Wednesday, 27 June 2012

The Journey Home - Mark Evans - CD Review


The Journey Home is Mark Evans’ debut English album and features songs that are of importance and significance to this already established star of the West End.

The album is beautifully arranged and produced, and the underlying message of the songs selected suggest a young man, who whilst clearly at ease with his name being up in lights in major London shows, is also grounded and humble enough to respect his native Welsh origins and culture.

The album’s title is drawn from the Bombay Dreams number that Evans performs. A R Rahman’s melody, that starts off hauntingly before evolving into an explosion of harmonies is the one song that comes closest to displaying the extent of the range, versatility, and above all power of Evan’s voice. The lyrics, whilst not perhaps Don Black’s best, do nonetheless translate well across the globe. Where they were once originally written to reflect the colourful complexities of the Sub-Continent, with Evans modern delivery they just as effectively suggest a young Welshman returning to his birthplace.

Evans includes two versions of the song Brand New You from Jason Robert Brown’s 13. One of the recordings is fully backed with singers and full jazz funk band sound, the other is simply Evans solo with acoustic backing. The comparison and contrast is delightful, and with the composer shortly to direct the show’s West End debut, the inclusion of this song is also a delightful coincidence. It is also a brave choice of song, given that whilst Brown penned it for a young-teen voice, Evans performs it with credibility and passion.

Two of the recordings see Evans duet with accomplished friends . With Ashleigh Gray he delivers an upbeat rendering of Alive, and touchingly, with Siobhan Dillon, with whom he currently co-stars in Ghost, a delicate performance of Unchained Melody that evokes in its tenderness the professional closeness and respect that these two individuals have clearly developed for each other.

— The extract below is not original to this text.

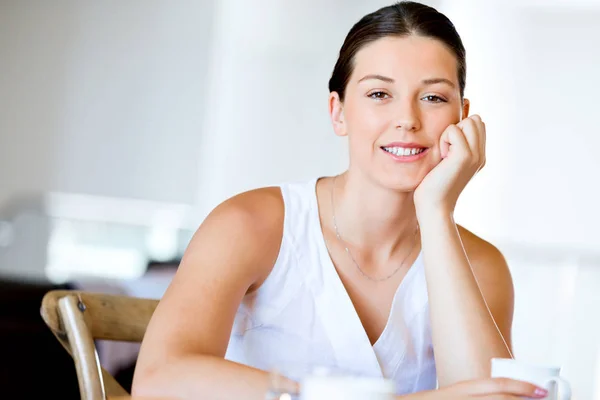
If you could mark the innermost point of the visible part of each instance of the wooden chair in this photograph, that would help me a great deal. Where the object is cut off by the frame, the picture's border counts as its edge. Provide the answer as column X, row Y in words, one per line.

The album above all is a delightful selection of songs that are important to Evans, and confirms him as a leading talent of his generation. Predominantly the choice of songs is a reflective selection and if there is one observation, it is the album could perhaps have been made a little more exciting with an inclusion of one or two songs that would have allowed the singer to vocally swoop and soar. The album’s geographical heritage suggests a nod to John Owen Jones who is some years Evans’s senior and represents possibly a pinnacle of musical theatre achievement. The voice of Mark Evans however suggests that he too is already a fine tenor, and that the Welsh contribution to leading West End performances is in safe hands.